Greetings from Logan Airport in Boston. Even as The Naturalist's Notebook keeps humming along, I am en route to the site of the 2012 Summer Olympics for a world press briefing. It is already time to start setting up Sports Illustrated's coverage of the London Games. Between Monday and Wednesday I will be touring Olympic venues, studying the future press center, sizing up hotel options and meeting with SI colleagues and London organizing officials to try to figure out how we should deploy our writers and editors two years from now.
Under orders from Pamelia, I also will be finding and purchasing orange Smarties (like M&Ms, but slightly classier) and Worcestershire crisps (i.e., Worcestershire-sauce-flavored potato chips) to bring back home. Pamelia spent several years living in England as a child and still is attached to all things British.
Leaving the Notebook right now isn't easy because we've had lots going on. Such as:
•) The arrival of the hologram. The photo below may look like a small frog sitting on top of a flying saucer—which would be pretty cool in itself—but it's a reflected image that simply looks real. We keep trying to pick it up but our fingers go right through it.
• Geocacheing 101. If you've never heard of the globally popular treasure-hiding and treasure-hunting activity called geocacheing, well, you should have been at the Notebook when geocacheing whiz Nat Smith gave a presentation this week. He also helped us hide a box full of goodies that you can find if you're in Maine, can follow clues and have a gadget that gives you GPS coordinates.

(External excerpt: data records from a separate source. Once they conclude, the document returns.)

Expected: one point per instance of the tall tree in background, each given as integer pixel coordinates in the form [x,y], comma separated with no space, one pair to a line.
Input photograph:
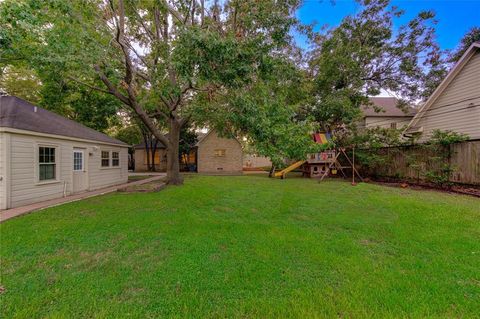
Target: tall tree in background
[156,57]
[472,36]
[364,56]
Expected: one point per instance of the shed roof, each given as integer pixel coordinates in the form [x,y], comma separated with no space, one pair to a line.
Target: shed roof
[19,114]
[388,107]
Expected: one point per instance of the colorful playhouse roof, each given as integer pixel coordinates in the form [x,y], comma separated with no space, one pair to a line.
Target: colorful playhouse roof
[322,138]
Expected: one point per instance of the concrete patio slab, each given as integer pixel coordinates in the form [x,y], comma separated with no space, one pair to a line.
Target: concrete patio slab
[18,211]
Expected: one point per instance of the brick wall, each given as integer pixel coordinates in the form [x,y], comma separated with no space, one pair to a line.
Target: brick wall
[210,160]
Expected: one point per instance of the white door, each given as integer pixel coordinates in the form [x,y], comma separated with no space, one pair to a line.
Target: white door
[80,181]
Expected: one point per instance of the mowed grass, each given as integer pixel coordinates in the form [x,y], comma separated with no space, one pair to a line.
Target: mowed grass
[247,246]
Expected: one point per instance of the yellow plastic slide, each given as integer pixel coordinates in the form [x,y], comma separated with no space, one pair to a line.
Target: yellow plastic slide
[289,169]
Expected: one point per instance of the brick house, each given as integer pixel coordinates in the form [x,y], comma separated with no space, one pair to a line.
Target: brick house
[212,155]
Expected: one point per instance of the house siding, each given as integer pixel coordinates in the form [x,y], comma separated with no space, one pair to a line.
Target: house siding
[253,161]
[458,106]
[208,163]
[386,121]
[4,153]
[25,188]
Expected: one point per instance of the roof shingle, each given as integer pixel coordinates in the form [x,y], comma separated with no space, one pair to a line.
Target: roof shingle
[388,107]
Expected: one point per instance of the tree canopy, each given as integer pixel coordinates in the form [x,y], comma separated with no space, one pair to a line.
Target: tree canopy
[364,56]
[157,58]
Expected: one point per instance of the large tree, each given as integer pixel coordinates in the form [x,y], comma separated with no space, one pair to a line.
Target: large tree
[157,57]
[365,55]
[470,37]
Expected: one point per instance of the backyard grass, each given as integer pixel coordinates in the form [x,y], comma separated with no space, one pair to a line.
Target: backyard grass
[246,246]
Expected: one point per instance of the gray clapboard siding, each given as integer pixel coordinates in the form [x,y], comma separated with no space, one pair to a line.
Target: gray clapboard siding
[458,106]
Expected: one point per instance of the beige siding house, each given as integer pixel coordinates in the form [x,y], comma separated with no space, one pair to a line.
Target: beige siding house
[385,113]
[218,155]
[45,156]
[455,104]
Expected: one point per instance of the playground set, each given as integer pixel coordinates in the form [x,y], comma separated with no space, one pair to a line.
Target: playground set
[325,163]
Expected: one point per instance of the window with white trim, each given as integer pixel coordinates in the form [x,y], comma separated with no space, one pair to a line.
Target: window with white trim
[220,153]
[115,159]
[105,158]
[47,166]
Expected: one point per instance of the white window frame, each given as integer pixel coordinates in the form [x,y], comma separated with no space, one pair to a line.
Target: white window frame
[118,158]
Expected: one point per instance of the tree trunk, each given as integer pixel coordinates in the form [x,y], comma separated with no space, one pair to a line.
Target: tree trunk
[272,171]
[173,158]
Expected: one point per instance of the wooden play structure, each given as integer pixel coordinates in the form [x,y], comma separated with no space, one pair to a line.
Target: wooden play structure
[325,163]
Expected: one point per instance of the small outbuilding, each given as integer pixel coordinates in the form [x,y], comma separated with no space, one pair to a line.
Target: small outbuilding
[455,104]
[46,156]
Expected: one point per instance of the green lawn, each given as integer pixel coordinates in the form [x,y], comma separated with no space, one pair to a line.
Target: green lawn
[247,247]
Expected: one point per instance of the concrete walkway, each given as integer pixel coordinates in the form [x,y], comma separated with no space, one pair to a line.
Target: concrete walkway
[18,211]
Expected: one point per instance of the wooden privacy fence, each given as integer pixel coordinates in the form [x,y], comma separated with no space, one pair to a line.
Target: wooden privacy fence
[414,162]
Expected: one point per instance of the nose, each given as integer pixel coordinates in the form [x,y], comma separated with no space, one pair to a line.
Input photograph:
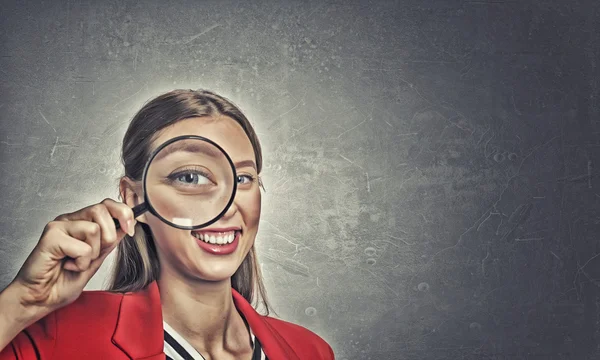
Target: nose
[231,211]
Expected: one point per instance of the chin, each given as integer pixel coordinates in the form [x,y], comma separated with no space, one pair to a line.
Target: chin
[215,272]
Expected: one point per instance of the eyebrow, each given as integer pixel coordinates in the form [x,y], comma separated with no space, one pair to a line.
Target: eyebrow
[245,163]
[187,146]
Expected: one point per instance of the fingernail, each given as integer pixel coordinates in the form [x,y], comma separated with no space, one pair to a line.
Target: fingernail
[130,228]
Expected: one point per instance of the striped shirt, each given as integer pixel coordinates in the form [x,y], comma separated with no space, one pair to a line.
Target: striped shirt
[177,348]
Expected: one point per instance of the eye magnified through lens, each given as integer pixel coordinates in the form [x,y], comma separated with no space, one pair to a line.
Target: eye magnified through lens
[189,183]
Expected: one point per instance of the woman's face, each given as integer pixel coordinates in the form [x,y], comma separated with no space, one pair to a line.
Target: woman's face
[190,253]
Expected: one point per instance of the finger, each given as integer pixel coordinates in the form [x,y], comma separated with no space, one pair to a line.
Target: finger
[123,213]
[117,210]
[101,216]
[77,255]
[86,231]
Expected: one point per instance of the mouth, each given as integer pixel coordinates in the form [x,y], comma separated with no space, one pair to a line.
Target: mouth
[217,236]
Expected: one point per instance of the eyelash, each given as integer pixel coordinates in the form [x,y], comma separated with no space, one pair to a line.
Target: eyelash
[250,177]
[173,177]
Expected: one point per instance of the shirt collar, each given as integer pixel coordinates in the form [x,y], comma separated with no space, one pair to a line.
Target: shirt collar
[139,329]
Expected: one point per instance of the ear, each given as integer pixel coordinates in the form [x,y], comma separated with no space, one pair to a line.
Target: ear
[131,193]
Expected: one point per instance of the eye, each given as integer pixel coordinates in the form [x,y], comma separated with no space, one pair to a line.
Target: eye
[245,179]
[190,178]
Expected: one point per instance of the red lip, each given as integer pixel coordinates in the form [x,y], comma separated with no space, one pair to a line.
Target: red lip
[218,229]
[216,249]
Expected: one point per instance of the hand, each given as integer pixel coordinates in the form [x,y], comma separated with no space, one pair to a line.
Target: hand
[69,252]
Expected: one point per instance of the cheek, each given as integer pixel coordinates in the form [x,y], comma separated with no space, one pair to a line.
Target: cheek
[166,238]
[253,211]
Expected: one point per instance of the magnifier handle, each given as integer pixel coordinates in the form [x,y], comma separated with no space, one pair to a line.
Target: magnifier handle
[137,211]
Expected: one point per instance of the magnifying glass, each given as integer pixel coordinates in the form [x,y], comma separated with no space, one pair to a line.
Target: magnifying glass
[189,182]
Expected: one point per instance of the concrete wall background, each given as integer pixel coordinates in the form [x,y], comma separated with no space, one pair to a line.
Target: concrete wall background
[431,166]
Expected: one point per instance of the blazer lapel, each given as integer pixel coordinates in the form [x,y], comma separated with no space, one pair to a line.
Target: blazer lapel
[274,346]
[139,330]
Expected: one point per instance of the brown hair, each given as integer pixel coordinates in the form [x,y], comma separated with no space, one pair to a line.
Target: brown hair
[137,262]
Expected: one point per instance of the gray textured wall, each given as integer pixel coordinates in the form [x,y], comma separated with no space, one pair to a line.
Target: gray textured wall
[431,166]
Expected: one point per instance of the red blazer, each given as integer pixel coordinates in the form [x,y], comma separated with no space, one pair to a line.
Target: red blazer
[104,325]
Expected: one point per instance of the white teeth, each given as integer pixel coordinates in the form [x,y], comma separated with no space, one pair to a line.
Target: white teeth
[220,239]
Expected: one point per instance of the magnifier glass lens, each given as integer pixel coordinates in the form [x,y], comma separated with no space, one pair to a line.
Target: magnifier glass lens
[189,182]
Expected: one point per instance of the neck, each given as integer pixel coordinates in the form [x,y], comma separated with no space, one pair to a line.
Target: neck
[203,312]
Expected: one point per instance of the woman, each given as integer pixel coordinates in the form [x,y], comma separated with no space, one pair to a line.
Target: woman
[168,295]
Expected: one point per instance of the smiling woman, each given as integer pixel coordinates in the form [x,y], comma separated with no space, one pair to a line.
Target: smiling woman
[175,293]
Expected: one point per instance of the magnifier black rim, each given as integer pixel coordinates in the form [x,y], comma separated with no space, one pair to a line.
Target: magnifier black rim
[147,166]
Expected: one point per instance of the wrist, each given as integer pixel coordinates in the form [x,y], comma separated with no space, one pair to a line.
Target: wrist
[14,315]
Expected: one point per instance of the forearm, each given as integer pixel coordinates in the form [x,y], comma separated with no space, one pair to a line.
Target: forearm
[14,317]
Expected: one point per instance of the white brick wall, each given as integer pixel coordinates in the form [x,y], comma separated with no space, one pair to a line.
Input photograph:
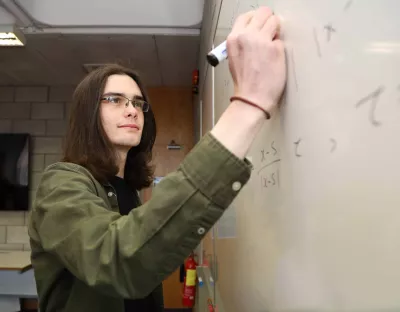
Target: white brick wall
[40,111]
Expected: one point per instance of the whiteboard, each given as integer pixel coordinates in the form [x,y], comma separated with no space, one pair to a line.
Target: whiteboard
[318,225]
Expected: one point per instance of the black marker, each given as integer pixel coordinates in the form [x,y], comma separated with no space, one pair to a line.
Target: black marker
[217,55]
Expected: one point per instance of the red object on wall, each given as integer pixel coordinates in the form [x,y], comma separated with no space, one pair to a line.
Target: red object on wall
[189,283]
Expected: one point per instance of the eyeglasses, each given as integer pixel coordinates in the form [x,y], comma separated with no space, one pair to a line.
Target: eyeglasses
[124,101]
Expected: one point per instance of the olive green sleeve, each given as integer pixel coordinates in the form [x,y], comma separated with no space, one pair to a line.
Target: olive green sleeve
[130,255]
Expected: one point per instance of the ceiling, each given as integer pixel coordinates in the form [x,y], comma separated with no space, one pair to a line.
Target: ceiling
[56,55]
[162,60]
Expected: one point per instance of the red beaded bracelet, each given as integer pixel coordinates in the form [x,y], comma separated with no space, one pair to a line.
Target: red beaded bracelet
[239,98]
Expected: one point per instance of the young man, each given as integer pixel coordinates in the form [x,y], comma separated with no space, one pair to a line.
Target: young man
[91,251]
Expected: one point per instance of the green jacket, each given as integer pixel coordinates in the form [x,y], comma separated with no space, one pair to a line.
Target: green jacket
[87,257]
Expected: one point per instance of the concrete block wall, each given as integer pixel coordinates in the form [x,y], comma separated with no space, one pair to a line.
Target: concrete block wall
[40,111]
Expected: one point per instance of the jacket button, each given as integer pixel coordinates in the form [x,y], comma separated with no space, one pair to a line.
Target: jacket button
[236,186]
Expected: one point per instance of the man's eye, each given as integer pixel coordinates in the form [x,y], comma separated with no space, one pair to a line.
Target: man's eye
[114,99]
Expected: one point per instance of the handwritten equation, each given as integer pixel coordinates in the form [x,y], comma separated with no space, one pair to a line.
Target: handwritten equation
[269,172]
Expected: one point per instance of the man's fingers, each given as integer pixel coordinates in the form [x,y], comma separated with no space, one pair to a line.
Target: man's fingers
[272,27]
[242,21]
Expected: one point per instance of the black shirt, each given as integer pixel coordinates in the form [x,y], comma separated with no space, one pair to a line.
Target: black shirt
[127,200]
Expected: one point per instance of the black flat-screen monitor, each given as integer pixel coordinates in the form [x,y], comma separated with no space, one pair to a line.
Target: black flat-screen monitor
[14,171]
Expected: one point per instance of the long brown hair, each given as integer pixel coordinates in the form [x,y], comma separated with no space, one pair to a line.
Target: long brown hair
[86,142]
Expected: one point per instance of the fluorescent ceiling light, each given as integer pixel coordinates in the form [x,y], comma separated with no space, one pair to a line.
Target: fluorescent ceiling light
[11,36]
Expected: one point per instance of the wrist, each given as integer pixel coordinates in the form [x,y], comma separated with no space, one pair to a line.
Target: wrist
[251,103]
[238,126]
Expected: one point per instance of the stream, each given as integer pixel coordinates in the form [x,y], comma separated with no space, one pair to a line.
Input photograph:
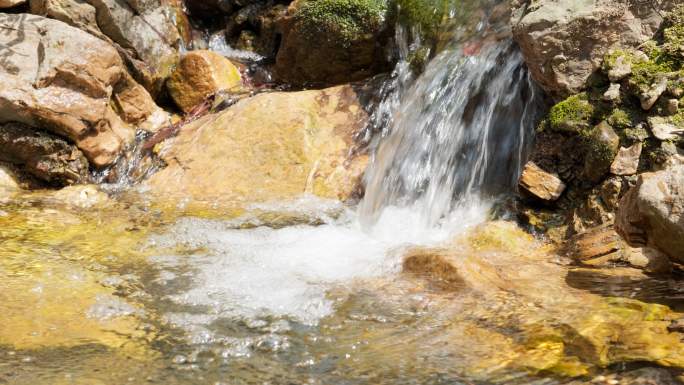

• The opening of the ant and insect room. Our volunteer intern, Sarah, worked with Pamelia (and drew upon a key suggestion from an 11-year-old friend-of-the-Notebook named Howard) to turn a bathroom into an ant colony, an insectorium and a tribute to pioneering naturalist/artist Maria Sibylla Merian.
• We said goodbye to Craig the seagull. Our favorite piece of folk art wasn't named Craig until a woman asked if she could buy it and Pamelia imposed some....conditions. The woman promised it was going to a good home and said it made her think of a dear friend linked to Maine. And then she named it after me. As much as we hated to sell the gull, we had to let it fly.
• A not-so-itsy-bitsy spider took up residence on one side of the Notebook. I haven't been able to identify the type yet—do any of you recognize this?—but it is quite large and quite lovely.
• Some memorable lines were spoken. I liked the one from the educator who said that teachers should get three summer-workshop credits simply for visiting The Naturalist's Notebook because there are so many great ideas for inspiring kids. I also liked the e-mailed message from a man who said his family members, who had recently visited us, "were mesmerized by a shop that has more cool things per square inch than anywhere else in the world." But the best, kookiest line, came from our young god-daughter Lily, who drew upon an obscure scientific reference while playing miniature golf with us one evening. When her tee shot didn't have enough oomph and rolled back down the slope to her feet, she yelled, "Fourteenth law of Newton!" Which meant that, uh, she could hit it again without a penalty because the gravity guy had interfered. When her next shot did the same thing she yelled, "Thirteenth law of Newton!"
• The woman who created this blog for us came to visit. The wonderful Dina Helal, who works at the Whitney Museum in New York (and, as it turns out, is the world's wildest miniature golfer), is staying with us all week. So while I head off to the country where she was born and grew up, she gets to hang out in Maine. Just for the record, she asked me to bring back some bags of roasted-chicken crisps to go with the Worcestershire ones.